Um dos trabalhos é uma coleção de cartões-postais da Alemanha, colados na parede, nos quais os alpes são pintados de preto, de modo que se tornam silhuetas. Da imagem original, resta apenas o horizonte.
Em uma manhã na Bolsa de Arte, Marina ouve com interesse minha interpretação, mas tem outra leitura:
- Trata-se de como lidar com a memória relacionada a um lugar.
Os alpes são uma referência à paisagem de um filme de Hitler a que a artista assistiu (e que aparece em um vídeo da exposição, também com as montanhas apagadas). Durante sua experiência na Alemanha, onde estudou com uma bolsa, Marina presenciou a difícil negociação de uma nação com a memória.
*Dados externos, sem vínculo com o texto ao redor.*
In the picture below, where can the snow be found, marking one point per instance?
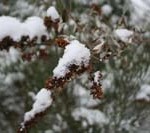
(123, 34)
(9, 58)
(140, 12)
(83, 97)
(91, 116)
(144, 93)
(52, 12)
(13, 28)
(75, 53)
(12, 77)
(42, 101)
(106, 9)
(97, 77)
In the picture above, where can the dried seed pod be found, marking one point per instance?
(61, 42)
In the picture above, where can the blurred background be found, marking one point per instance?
(125, 107)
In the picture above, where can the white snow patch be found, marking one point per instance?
(53, 13)
(92, 116)
(12, 77)
(42, 101)
(123, 34)
(144, 93)
(140, 12)
(75, 53)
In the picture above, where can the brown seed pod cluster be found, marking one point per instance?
(61, 42)
(96, 88)
(25, 126)
(49, 23)
(55, 83)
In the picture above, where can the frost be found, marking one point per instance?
(144, 93)
(92, 116)
(140, 12)
(42, 101)
(123, 34)
(75, 53)
(52, 12)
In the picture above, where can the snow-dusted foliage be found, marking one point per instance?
(93, 56)
(144, 93)
(124, 34)
(42, 101)
(53, 14)
(140, 12)
(75, 53)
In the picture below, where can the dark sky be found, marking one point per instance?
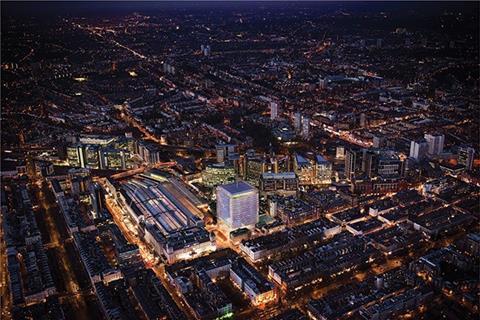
(67, 8)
A arte de Marina Camargo é, sobretudo, a respeito da impossibilidade da representação das coisas como elas são. Nessa reprodução da realidade, sempre aparecem "erros", como diz a artista, pequenas distorções. As silhuetas são uma reprodução aproximada, nunca exata, do contorno dos alpes:
- Esses "erros" fazem parte de toda representação, mesmo da fotografia. Se olharmos o lugar e a imagem, não são a mesma coisa.
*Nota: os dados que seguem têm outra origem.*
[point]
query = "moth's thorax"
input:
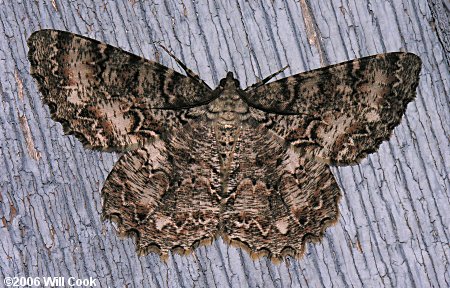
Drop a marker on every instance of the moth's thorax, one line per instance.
(228, 108)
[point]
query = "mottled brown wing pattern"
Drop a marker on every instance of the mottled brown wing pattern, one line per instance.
(242, 164)
(108, 98)
(282, 200)
(164, 192)
(340, 113)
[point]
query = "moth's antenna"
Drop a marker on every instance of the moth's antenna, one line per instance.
(188, 71)
(267, 79)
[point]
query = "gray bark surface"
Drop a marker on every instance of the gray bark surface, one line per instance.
(393, 229)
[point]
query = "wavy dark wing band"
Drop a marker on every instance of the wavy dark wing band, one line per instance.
(108, 98)
(340, 113)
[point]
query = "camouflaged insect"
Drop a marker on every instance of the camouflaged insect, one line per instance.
(250, 165)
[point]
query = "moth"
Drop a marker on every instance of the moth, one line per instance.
(250, 165)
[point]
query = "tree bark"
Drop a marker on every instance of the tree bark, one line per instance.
(393, 229)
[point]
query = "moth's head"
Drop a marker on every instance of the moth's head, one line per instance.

Em 2011, Marina teve trabalhos expostos em um segmento da Bienal do Mercosul que tratava das paisagens do Rio Grande do Sul, ao lado de nomes como Carlos Vergara e Lucia Koch. Ocupou-se do pampa. Pergunto a ela se essa mostra projetou seu trabalho.
- Não me acho projetada - sorri. - Na verdade, temos pouco contato com o público. Se uma exposição tua vai para algum lugar, nem sempre estamos lá. Mas acho que as pessoas aqui conhecem meu trabalho.
Marina conta que começou aos 14 anos (hoje, tem 33). Diz que trabalhar com arte era uma "necessidade", por mais que isso pareça um tanto romântico. Preocupava-se se teria dinheiro para comprar tintas. Esse tipo de drama, ela reconhece, não existe mais.
- Hoje os dramas são outros - brinca. - Nesse sentido, percebo os frutos do meu trabalho.
Marina nasceu em Maceió e se mudou para Porto Alegre aos 9 anos. Tem família na região do pampa e no Nordeste. Durante a conversa, fica claro que é reservada sobre a vida pessoal. Digo a ela que talvez minha tese de que gosta de esconder esteja correta. Marina ri e, então, explica que não quer estabelecer uma relação de causa e consequência entre vida e arte:
- Nunca sei até que ponto os dados biográficos são importantes para as pessoas que veem meus trabalhos.
Até o final do ano, ela lançará uma publicação que registra uma viagem pelo sertão nordestino. Na quinta-feira (10/10), será inaugurada uma exposição individual em Pelotas, intitulada O Ar entre as Coisas, em A Sala, no Centro de Artes da Ufpel.
REFLEXO DISTANTE
MARINA CAMARGO
> Bolsa de Arte (Visconde do Rio Branco, 365), fone (51) 3332-6799, em Porto Alegre.
> Visitação de segunda a sexta, das 10h30 às 19h. Sábado, das 10h às 13h30. Até 01/11. Entrada franca.